Photo of a tree which has 'Change your life' written on it
Photo of a tree which has 'Change your life' written on it
"Change your life" 1989-1990, graffitied section of the Berlin Wall by East German Artist Jürgen Grosse (INDIANO) as part of 223 individual Berlin Wall pieces painted with motivational slogans for global audience. Currently in front of the Imperial War Musuem in London. Photo by E. Warner.

The project aims to provide a perspective on hidden legacy of postsocialism.

Project duration: March – September 2021
Funded by: British Society of Aesthetics, Association for Art History

Project summary

TrAIN has received grants by the British Society of Aesthetics and Association for Art History for the project Decolonising the Arts that is seeking to explore the Eastern Europe within the context of transnational and global arts by creating a platform for the emergence of a community of artists and art historians bound by geopolitical experiences and/or interest in former Eastern Bloc.

The project aims to develop further relations between Eastern and Western experiences of colonialism. Providing a perspective on hidden legacy of ‘post-socialist human condition’ (Tlostanova, 2017) and little understood history of colonialism within the Eastern Bloc. It will do so locally at first, consolidating disparate research perspectives among the staff and doctoral students at UAL in the hope of developing partnerships with other universities and art organisations which will be open to the public. The project is led by TrAIN Associate Dr. Nela Milic in collaboration with TrAIN PhD student Ewelina Warner.

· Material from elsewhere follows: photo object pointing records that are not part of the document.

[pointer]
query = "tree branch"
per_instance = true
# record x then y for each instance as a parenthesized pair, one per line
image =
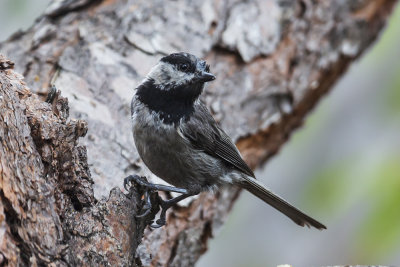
(274, 61)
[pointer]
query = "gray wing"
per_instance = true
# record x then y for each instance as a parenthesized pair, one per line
(204, 134)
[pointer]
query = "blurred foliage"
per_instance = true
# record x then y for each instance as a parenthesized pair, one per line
(357, 193)
(379, 234)
(328, 189)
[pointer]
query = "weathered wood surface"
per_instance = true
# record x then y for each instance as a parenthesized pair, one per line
(273, 61)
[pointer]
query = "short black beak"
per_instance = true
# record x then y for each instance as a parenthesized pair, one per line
(205, 76)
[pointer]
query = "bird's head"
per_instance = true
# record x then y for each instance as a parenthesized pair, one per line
(180, 70)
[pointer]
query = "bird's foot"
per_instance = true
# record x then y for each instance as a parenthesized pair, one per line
(152, 203)
(165, 205)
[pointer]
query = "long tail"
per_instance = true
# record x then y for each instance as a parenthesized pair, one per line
(262, 192)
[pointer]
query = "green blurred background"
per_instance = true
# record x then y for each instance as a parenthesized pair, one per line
(343, 167)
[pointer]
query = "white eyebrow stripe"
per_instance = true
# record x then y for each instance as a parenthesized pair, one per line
(164, 73)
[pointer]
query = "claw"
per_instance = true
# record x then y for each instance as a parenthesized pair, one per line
(164, 204)
(147, 206)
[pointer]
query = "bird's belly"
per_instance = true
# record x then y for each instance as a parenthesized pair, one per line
(169, 157)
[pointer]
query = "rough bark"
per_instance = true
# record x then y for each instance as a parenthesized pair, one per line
(273, 59)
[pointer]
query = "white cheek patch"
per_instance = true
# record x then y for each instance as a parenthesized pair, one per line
(165, 74)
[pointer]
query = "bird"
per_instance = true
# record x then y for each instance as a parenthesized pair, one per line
(179, 141)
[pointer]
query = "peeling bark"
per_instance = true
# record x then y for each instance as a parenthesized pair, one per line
(58, 204)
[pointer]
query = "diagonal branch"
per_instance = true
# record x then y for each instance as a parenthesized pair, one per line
(274, 61)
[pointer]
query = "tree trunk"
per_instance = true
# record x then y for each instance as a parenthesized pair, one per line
(274, 60)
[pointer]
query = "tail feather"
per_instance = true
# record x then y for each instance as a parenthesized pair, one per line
(262, 192)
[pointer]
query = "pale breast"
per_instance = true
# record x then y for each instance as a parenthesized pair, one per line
(170, 156)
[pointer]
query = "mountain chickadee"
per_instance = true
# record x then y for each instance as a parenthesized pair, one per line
(180, 142)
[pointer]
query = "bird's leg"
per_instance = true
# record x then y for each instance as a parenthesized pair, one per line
(165, 205)
(148, 188)
(157, 187)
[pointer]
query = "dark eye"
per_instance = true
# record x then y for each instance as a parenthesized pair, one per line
(183, 67)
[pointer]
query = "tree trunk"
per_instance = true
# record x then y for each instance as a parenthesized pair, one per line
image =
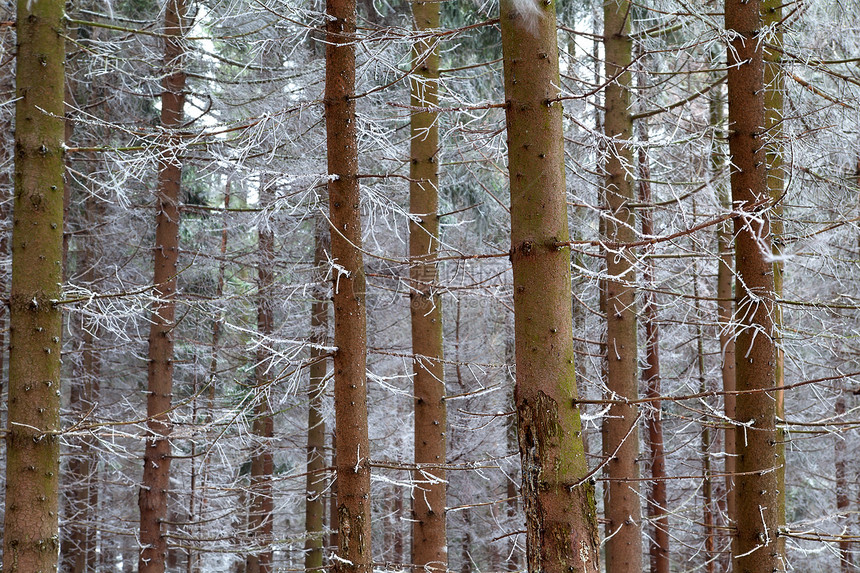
(262, 462)
(757, 497)
(620, 435)
(315, 484)
(429, 543)
(773, 109)
(705, 448)
(558, 501)
(350, 321)
(156, 460)
(725, 303)
(33, 446)
(658, 512)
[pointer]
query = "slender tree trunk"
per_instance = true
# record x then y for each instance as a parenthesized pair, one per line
(511, 435)
(757, 503)
(31, 530)
(620, 434)
(83, 465)
(156, 461)
(846, 564)
(333, 538)
(707, 484)
(315, 486)
(773, 102)
(559, 503)
(350, 320)
(429, 543)
(658, 511)
(262, 463)
(725, 304)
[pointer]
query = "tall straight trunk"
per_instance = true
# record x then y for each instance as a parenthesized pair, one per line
(658, 512)
(774, 83)
(350, 320)
(705, 448)
(315, 484)
(262, 428)
(846, 562)
(30, 534)
(156, 459)
(620, 435)
(725, 301)
(511, 489)
(429, 543)
(561, 524)
(757, 496)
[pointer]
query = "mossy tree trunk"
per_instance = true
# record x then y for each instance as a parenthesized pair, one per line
(31, 534)
(559, 504)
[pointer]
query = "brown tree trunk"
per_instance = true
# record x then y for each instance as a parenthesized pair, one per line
(30, 540)
(429, 543)
(156, 460)
(725, 305)
(350, 320)
(559, 503)
(262, 428)
(757, 496)
(620, 434)
(315, 485)
(658, 512)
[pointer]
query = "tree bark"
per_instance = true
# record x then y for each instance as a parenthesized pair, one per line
(429, 543)
(156, 461)
(725, 302)
(658, 511)
(620, 434)
(774, 83)
(262, 428)
(757, 501)
(558, 501)
(31, 529)
(315, 485)
(350, 320)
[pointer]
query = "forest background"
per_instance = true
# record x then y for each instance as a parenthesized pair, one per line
(225, 102)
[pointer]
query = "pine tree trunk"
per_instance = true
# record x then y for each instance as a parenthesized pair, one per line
(429, 544)
(83, 464)
(350, 321)
(559, 504)
(262, 428)
(725, 304)
(620, 435)
(843, 501)
(658, 513)
(30, 535)
(156, 464)
(315, 485)
(773, 108)
(757, 496)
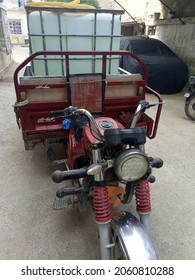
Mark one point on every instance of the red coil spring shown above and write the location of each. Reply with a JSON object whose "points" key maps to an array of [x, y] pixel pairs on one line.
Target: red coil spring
{"points": [[142, 196], [101, 205]]}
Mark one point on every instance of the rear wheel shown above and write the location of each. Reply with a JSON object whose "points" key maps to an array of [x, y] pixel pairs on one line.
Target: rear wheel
{"points": [[190, 108]]}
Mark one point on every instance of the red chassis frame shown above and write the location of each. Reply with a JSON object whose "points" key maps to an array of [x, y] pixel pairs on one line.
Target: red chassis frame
{"points": [[34, 132]]}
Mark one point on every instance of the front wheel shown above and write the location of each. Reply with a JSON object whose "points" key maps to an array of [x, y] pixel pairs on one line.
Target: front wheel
{"points": [[190, 108], [130, 240]]}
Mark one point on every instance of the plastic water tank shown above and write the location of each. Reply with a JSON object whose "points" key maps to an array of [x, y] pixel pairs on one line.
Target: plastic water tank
{"points": [[53, 31]]}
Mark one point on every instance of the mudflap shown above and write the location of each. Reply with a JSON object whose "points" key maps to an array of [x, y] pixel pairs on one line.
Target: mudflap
{"points": [[132, 236]]}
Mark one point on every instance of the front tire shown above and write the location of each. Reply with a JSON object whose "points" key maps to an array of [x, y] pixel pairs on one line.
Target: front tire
{"points": [[130, 240], [190, 108]]}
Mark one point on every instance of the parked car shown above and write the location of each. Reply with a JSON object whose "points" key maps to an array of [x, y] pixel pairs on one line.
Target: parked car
{"points": [[168, 74]]}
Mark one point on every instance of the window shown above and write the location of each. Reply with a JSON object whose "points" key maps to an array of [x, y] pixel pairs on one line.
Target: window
{"points": [[15, 27]]}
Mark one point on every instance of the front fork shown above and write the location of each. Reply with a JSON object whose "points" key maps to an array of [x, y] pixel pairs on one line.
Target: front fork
{"points": [[101, 206]]}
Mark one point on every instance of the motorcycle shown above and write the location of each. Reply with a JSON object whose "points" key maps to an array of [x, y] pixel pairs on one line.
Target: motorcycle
{"points": [[107, 166], [190, 99]]}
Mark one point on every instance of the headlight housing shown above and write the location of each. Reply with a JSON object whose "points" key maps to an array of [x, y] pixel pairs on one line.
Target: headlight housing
{"points": [[130, 165]]}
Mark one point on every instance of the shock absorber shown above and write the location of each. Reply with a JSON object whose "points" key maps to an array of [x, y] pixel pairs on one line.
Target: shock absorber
{"points": [[142, 196], [143, 204], [101, 203], [101, 206]]}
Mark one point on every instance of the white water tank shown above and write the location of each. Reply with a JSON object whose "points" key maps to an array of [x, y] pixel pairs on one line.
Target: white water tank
{"points": [[62, 31]]}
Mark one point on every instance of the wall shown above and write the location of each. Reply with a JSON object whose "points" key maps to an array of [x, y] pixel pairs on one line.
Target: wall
{"points": [[18, 14], [5, 46], [179, 37]]}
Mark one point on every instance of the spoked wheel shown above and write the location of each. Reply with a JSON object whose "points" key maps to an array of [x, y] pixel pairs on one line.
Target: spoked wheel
{"points": [[190, 108]]}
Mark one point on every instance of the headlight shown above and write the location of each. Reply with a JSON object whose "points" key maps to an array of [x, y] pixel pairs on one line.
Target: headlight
{"points": [[131, 165]]}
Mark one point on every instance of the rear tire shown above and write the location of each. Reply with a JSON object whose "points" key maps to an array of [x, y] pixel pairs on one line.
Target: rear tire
{"points": [[190, 108]]}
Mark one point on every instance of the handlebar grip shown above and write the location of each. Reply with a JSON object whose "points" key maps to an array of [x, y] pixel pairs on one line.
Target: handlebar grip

The art and cultural reality of the former ‘Eastern Bloc’ is still ‘underconceptualised’ (Tlostanova, 2017). The indifference seems to be on both sides, the East and the West - postcolonial studies rarely take into account Eastern and Central Europe, whilst postcolonial and cultural studies do not have a legitimate space in postsocialist countries. Since 1990s, however, a number of debates have been taking place in the Western academia and in specially created public platforms in the former Eastern Bloc. No theoretical conclusions have been reached on the subject so far and the main contributors to the conversations come from language and literary studies and scarcely from art. Theories and practices of decolonising art and heritage institutions have recently brought to the fore new opportunities to reflect on Eastern Europe, its legacy and underrepresentation in British arts institutions.